I am new to the weeds of quantum computing and this question is probably pretty elementary.

Say you run qubit A = (|0⟩ + |1⟩) / √2 and qubit B = |0⟩ through a CNOT gate. What is the state of qubit B afterwards?

Here is how I have tried to reason my way to an answer:

1. The state of the system after the CNOT gate is (|00⟩ + |11⟩) / √2
2. The state of qubit A remains (|0⟩ + |1⟩) / √2
3. Here's where I feel like I'm doing something wrong. My intuition tells me if I have a global state ac|00⟩ + ad|01⟩ + bc|10⟩ + bd|11⟩, I should be able to deconstruct it into the states of the individual qubits to acquire A = a|0⟩ + b|1⟩ and B = c|0⟩ + d|1⟩
4. Using the above intuition and observations, I have a = 1/√2, b = 1/√2, ad = 0, bc = 0 ac = 1/√2, and bd = 1/√2. I'm looking for c and d.
5. This system of equations is inconsistent.
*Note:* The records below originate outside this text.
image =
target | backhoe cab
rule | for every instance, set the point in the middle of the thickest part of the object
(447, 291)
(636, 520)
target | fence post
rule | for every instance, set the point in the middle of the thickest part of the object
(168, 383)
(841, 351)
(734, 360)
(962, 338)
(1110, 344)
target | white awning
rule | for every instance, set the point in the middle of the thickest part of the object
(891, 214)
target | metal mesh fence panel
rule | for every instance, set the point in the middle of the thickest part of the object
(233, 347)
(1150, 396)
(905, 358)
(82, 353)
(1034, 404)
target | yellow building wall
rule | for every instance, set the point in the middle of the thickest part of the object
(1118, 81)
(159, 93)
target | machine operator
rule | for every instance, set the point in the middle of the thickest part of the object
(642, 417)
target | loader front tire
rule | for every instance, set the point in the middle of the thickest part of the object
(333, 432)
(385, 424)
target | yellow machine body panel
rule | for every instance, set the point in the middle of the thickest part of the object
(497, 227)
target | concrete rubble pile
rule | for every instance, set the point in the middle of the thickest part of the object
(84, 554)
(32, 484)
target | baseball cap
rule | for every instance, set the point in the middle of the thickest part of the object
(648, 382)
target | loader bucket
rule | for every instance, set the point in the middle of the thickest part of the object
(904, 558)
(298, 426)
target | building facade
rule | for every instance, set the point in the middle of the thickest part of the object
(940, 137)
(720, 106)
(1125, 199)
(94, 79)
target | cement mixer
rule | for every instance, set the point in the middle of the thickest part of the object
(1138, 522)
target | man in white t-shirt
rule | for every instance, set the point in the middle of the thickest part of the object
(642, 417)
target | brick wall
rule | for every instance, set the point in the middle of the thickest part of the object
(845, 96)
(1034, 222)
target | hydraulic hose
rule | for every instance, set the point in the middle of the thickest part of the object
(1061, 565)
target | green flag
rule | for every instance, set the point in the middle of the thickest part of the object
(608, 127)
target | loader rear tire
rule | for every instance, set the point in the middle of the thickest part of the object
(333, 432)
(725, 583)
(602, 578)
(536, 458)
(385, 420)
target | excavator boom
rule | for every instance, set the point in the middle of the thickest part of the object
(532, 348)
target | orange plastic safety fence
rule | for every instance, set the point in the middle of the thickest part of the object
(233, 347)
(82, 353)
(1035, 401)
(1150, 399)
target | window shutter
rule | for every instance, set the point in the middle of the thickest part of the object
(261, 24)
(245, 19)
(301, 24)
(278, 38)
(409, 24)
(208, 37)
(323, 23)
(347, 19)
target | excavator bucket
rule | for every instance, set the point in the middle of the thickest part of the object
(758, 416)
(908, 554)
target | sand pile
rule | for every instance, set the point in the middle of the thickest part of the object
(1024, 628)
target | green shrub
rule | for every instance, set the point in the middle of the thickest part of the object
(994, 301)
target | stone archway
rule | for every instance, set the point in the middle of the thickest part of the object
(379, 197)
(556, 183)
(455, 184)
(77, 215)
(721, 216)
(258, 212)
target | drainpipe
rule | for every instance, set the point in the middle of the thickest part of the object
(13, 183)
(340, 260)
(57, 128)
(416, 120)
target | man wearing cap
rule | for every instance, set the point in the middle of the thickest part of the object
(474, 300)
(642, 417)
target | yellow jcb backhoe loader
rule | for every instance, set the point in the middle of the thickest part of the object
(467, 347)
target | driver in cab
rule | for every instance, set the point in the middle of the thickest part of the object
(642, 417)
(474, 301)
By the first four equations, it must be the case that c = d = 0. But by the last two, that can't be the case.

Where did my thinking go wrong?

Answer 1

1. This is correct.
2. This is not correct. Particle A does not have a definite state anymore. Neither does particle B. Previously, you could write the two-particle state as $\frac{|0\rangle+|1\rangle}{\sqrt 2}|0\rangle$, so the state factored and you could talk about "the state of A" and "the state of B". After the CNOT, this is no longer true. You can no longer talk about the "state of A", you can only talk about the state of the SYSTEM. This is because A and B are entangled.

Punchline: There are some two-particle states that cannot be represented as $(a|0\rangle+b|1\rangle)(c|0\rangle+d|1\rangle)$. The state of your A and B particles after applying the CNOT is one of them.